Boettcher Estate, also known as Kalama Beach Park, is a former beachfront estate in Kailua, Honolulu County, Hawaii, with a house designed by Vladimir Ossipoff and landscape designed by Richard Tongg.[2]

History[edit]

The original home was designed for the Boettcher family in 1937 by Vladimir Ossipoff soon after he opened his own firm in Honolulu. After the city assumed ownership, the house and its 4-acre (1.6 ha) lot were restored and redesigned in several phases by Mason Architects of Honolulu to serve as Kalama Beach Park.[3]
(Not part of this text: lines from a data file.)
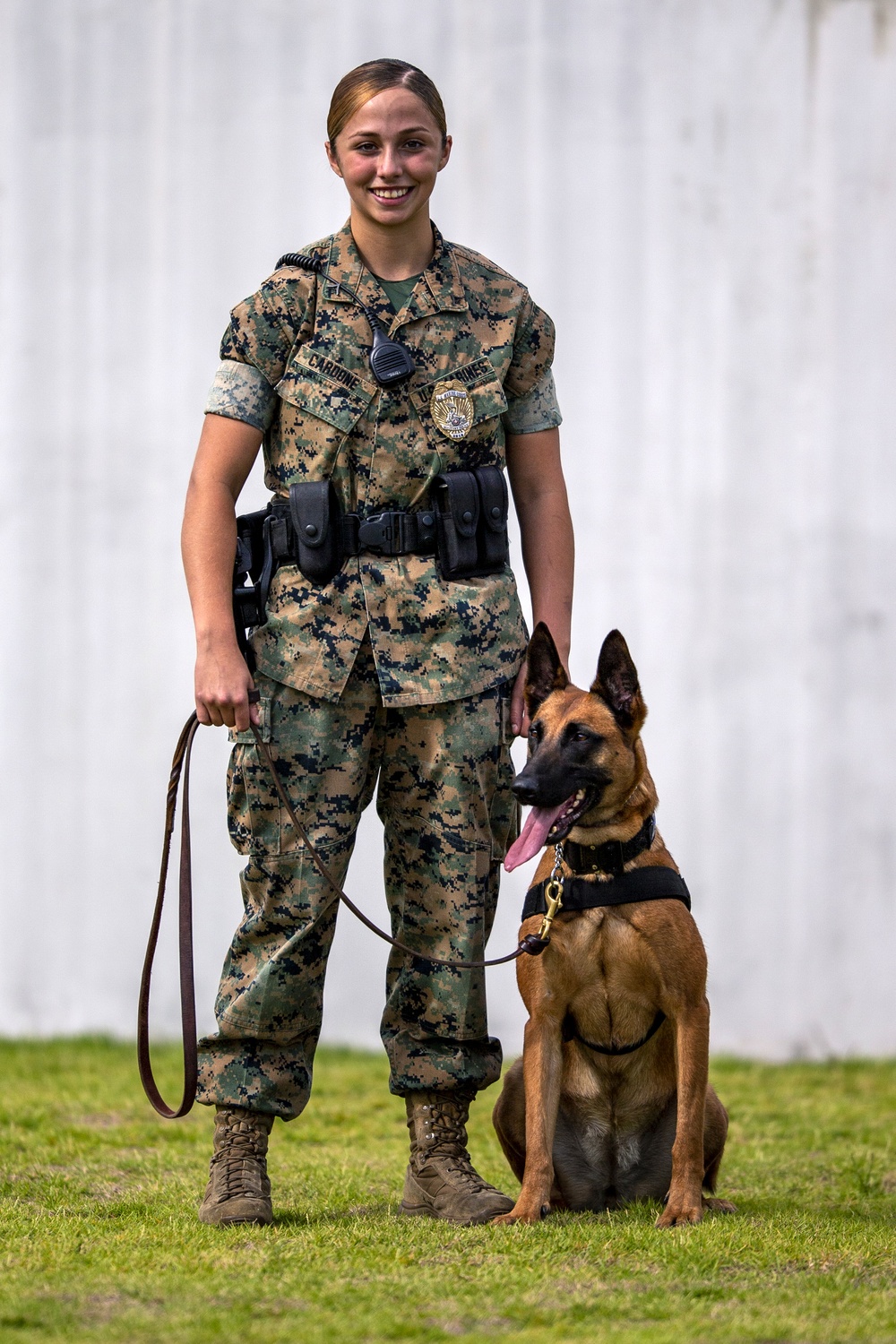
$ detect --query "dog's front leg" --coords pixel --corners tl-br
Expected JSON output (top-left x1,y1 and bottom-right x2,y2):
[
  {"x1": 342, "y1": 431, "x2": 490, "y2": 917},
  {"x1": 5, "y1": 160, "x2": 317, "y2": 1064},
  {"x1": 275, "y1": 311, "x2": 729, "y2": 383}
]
[
  {"x1": 657, "y1": 999, "x2": 710, "y2": 1228},
  {"x1": 492, "y1": 1013, "x2": 563, "y2": 1223}
]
The area called Kalama (which means "The Torch" in the Hawaiian language) was Kailua's first housing tract, developed in 1925 by Harold K.L. Castle, who named it after Queen Kalama, the wife of King Kamehameha III, who previously owned the land in the Kailua area.[4]

Mae Bleakie Boettcher, the widow of the original owner and trustee of the Denver-based Boettcher Foundation, sold her estate to the City and County of Honolulu. She died in 2001.[5]
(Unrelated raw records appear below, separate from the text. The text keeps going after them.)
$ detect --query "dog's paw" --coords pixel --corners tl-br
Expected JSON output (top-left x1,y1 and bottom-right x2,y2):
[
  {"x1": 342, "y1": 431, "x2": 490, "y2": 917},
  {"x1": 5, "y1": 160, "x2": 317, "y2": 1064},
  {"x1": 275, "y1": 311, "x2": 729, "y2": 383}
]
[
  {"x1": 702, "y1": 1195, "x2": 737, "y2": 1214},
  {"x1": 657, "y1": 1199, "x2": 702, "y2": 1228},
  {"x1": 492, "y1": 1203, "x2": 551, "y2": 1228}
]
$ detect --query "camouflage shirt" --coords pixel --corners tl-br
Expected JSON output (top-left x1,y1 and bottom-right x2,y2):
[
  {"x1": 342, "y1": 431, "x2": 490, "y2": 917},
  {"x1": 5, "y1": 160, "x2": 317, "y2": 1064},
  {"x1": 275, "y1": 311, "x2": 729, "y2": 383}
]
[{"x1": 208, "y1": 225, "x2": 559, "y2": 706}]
It became a municipal park in 1978 and was listed on the National Register of Historic Places in 2002.[1]

References[edit]

  1. ^ a b "National Register Information System". National Register of Historic Places. National Park Service. July 9, 2010.
  2. ^ Sakamoto, Dean; Britton, Karla; Murphy, Diana, eds. (2007). Hawaiian Modern: The Architecture of Vladimir Ossipoff. et al. New Haven, CT, USA: Honolulu Academy of Arts and Yale University Press. p. 103. ISBN 978-0-300-12146-9. OCLC 488550784.
  3. ^ "Mason Architects: Park Building Projects: Kalama Beach Park". Archived from the original on 2009-03-19. Retrieved 2009-02-23.
  4. ^ Closed access icon Clark, John R. K. (2002). Hawaiʻi Place Names. Honolulu, HI, USA: University of Hawaiʻi Press. p. 150. ISBN 978-0-8248-2451-8. OCLC 53481915. Retrieved 2013-03-23. (subscription required)
  5. ^ Mary Adamski (7 July 2001). "Obituaries: Family legacy of giving lives on at Kalama Beach". Honolulu Star-Bulletin.